Now we have the downsized disk mounted to a Storage Server, but we are not quite done yet. Even after the second rsync, there is still a 20 ~ 30 mins gap between the time that the second snapshot is taken, to the time that the restore from the downsized snapshot is finished. If we serve this disk to query data right away, we may serve stale data and we need to avoid this. Downsizer is responsible for blocking reads to the disk, monitoring the amount of backlog for the disk, and enabling read only when the disk catches up to the most recent data. This step usually takes less than 10 mins.

Operationalizing it

Automation

The previous steps show the process of downsizing one disk, but we have hundreds of disks. It is not scalable to run Downsizer manually, one at a time. We need a tool to automate downsizing for many disks.
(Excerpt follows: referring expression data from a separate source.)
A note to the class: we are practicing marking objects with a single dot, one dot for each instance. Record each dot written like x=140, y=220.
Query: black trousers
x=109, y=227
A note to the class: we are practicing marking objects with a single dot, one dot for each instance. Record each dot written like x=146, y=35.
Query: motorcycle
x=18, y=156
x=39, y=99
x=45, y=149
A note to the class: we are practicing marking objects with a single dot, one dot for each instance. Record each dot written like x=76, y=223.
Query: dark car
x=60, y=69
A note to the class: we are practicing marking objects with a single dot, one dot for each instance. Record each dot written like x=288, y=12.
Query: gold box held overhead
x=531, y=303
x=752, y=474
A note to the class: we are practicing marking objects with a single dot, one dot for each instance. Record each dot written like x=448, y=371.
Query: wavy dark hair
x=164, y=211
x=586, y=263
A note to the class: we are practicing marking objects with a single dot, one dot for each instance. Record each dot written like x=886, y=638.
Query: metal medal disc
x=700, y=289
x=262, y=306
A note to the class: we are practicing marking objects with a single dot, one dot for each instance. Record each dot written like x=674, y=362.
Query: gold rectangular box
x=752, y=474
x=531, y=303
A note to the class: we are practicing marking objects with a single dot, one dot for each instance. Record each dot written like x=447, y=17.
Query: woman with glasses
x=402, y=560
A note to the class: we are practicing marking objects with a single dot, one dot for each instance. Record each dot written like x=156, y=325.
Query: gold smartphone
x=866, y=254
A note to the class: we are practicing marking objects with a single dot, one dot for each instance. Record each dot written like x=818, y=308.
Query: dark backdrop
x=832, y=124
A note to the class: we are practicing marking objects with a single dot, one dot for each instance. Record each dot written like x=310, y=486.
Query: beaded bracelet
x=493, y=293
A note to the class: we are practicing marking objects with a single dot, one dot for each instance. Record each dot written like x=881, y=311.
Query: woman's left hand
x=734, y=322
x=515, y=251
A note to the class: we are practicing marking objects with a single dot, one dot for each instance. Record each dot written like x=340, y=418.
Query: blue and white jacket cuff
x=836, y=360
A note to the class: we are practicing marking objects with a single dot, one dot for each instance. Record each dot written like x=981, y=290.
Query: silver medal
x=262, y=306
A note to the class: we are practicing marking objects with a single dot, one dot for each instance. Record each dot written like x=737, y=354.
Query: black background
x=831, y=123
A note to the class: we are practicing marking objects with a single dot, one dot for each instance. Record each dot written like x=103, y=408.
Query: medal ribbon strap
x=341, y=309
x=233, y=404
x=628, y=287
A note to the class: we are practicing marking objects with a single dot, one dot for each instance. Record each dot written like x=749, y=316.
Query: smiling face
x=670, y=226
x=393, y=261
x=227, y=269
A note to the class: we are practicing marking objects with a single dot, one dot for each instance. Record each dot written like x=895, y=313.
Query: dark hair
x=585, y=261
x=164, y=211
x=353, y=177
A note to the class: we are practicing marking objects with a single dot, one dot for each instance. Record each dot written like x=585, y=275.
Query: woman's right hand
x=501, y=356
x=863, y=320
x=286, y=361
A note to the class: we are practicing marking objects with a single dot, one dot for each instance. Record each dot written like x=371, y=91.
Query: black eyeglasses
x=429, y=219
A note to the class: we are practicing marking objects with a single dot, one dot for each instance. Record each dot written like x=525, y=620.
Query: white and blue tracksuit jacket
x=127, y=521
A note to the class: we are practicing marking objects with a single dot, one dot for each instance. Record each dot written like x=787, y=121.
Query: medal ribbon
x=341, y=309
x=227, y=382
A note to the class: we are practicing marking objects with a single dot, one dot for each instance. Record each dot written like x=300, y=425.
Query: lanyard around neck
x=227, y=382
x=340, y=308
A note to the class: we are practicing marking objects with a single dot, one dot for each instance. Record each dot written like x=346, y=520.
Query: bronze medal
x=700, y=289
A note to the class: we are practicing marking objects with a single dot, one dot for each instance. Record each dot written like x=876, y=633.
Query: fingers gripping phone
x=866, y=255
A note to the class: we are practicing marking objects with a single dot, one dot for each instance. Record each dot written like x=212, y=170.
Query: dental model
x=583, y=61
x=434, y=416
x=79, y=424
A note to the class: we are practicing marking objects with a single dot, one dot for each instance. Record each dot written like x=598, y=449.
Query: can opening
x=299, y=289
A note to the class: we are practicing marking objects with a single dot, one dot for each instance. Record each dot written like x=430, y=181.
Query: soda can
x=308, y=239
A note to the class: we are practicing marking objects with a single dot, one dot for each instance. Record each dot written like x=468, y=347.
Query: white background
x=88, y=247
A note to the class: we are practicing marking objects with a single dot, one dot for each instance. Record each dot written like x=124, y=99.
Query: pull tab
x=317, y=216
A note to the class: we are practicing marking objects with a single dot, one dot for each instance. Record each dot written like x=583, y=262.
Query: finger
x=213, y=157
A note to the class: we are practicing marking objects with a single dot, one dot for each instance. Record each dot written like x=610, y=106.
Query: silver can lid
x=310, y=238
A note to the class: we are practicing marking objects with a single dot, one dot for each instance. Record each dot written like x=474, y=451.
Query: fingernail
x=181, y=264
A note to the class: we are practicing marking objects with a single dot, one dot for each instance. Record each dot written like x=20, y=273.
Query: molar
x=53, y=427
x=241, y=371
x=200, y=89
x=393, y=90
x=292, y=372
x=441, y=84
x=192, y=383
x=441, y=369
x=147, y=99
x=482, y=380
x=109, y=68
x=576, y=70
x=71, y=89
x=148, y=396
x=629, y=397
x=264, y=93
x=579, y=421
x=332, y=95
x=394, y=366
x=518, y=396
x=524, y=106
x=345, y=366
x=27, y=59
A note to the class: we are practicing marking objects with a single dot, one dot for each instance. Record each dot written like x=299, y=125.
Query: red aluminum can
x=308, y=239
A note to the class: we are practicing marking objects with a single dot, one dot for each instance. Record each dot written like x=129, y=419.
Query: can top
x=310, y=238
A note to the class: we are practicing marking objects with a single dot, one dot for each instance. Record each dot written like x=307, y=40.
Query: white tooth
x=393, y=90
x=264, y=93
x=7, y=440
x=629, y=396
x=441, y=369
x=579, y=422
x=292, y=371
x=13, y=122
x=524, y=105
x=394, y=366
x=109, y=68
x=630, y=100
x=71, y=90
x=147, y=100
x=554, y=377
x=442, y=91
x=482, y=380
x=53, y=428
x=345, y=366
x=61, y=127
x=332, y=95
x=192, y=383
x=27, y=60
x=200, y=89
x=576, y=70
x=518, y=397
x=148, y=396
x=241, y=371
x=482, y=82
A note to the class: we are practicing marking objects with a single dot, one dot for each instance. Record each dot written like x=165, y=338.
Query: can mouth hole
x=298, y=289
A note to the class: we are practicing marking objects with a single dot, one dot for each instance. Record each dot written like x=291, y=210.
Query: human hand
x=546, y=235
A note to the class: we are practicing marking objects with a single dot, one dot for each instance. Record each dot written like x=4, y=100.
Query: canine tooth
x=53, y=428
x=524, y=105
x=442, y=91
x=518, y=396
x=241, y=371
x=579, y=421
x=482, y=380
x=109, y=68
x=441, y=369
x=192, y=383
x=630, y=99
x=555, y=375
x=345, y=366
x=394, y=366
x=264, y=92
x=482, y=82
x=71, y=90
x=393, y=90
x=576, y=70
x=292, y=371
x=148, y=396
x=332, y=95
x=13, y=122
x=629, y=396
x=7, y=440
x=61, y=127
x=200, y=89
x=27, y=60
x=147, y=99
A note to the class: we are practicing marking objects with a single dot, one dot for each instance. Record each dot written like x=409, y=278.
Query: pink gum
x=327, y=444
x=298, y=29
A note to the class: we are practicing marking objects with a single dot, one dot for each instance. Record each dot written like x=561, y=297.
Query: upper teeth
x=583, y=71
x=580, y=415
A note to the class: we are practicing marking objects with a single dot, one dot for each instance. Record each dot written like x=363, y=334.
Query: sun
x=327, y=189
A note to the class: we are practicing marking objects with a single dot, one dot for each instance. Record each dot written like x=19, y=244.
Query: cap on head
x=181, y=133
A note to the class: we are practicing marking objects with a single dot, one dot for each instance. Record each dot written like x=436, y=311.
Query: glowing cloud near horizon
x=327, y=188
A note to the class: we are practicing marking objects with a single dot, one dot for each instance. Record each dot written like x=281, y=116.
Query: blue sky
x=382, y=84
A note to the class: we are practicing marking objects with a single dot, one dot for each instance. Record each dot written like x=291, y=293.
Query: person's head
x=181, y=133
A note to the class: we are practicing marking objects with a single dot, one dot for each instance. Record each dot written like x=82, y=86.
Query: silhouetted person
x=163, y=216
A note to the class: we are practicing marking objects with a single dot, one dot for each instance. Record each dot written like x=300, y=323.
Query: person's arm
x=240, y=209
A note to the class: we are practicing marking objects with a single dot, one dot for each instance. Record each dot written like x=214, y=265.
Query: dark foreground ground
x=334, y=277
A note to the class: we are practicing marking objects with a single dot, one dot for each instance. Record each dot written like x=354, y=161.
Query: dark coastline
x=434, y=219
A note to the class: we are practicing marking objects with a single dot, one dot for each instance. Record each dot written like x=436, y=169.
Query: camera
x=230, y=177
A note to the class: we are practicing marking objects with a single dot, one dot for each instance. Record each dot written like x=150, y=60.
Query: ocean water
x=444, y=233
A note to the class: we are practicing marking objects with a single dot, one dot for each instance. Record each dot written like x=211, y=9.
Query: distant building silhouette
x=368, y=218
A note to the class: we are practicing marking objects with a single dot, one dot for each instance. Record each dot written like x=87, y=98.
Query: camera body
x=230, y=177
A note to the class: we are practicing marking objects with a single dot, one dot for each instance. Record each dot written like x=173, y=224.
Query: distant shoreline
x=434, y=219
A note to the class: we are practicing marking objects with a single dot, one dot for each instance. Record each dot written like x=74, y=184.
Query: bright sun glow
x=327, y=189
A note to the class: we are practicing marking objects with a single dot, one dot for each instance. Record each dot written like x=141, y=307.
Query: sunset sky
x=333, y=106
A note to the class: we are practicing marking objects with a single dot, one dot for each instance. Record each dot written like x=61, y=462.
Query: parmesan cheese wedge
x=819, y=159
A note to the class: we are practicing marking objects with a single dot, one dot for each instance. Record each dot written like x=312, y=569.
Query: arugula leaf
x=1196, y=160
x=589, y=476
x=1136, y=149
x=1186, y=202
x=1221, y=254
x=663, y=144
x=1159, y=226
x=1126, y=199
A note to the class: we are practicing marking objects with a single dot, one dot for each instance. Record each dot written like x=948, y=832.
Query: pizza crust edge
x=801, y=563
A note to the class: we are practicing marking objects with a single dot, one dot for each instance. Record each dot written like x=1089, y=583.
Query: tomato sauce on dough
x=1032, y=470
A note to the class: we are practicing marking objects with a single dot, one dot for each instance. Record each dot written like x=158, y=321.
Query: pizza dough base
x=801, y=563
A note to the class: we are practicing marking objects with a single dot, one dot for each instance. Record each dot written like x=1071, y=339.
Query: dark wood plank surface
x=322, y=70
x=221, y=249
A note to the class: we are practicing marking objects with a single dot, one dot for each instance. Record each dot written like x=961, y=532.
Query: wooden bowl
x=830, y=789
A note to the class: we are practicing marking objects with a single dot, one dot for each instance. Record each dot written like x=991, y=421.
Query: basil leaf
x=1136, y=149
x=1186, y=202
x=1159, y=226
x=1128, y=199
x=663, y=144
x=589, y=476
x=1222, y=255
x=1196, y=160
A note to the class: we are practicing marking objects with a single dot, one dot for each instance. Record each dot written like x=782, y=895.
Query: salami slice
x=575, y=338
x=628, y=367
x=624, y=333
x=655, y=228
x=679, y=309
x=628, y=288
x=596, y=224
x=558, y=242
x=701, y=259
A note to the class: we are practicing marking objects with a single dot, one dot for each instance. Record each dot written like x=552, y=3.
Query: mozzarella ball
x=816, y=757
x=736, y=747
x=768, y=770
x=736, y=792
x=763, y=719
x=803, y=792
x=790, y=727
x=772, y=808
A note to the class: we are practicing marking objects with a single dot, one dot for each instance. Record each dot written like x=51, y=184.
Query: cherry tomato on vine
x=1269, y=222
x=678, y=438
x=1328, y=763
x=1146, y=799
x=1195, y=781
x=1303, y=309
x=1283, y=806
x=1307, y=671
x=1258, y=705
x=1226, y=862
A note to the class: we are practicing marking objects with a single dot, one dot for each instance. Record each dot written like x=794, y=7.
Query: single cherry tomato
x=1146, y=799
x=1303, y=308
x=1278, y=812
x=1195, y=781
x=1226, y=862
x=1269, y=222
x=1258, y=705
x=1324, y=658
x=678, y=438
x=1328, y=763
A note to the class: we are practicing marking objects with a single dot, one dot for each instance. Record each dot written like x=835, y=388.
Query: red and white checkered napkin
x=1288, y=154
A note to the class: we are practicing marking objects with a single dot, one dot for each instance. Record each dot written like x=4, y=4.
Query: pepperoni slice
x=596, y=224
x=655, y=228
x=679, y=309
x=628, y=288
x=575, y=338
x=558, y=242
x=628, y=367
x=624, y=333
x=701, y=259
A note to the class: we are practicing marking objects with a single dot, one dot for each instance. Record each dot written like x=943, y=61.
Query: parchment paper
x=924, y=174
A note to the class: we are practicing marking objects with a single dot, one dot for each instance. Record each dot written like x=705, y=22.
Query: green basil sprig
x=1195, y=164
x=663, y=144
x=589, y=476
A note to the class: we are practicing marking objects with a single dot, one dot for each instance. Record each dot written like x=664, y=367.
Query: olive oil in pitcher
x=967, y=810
  • One zone at a time: From the downsizing description above, there are some steps that require unavoidable downtime: taking snapshots, restoring from a snapshot, and waiting for backlog. If we restrict the downsizing process in only one zone, then the other zone would serve the traffic normally, so no downtime would caused by Downsizer.
  • 10% of the disks in one zone at a time: Conservatively, stopping about 10% of the disks in one zone has shown minimal impact on our customer’s experience.

Based on this, we built a tool that performs downsizing for one zone:

  1. Get a list of all disks in one zone
  2. Check the number of Downsizer Kubernetes jobs that are completed and running.
  3. If the number of currently running jobs is lower than 10% of the total number of disks, create more jobs to meet 10%
  4. Repeat Step 2 and 3 until all of the disks are finished

This approach is even more conservative as it is highly unlikely to overlap the disk downtime all at the same time to reach 10% of the disks in a zone.

Coordinating with others

The last problem left to solve was how to execute Downsizer with a minimal impact on productivity of other engineers. At Mixpanel, deployment and/or canary happens almost every day, and running Downsizer means blocking concurrent Query Server and Storage Server deployments. We use a lightweight deployment lock system to allow engineers to take “locks” on resources, preventing concurrent deploys.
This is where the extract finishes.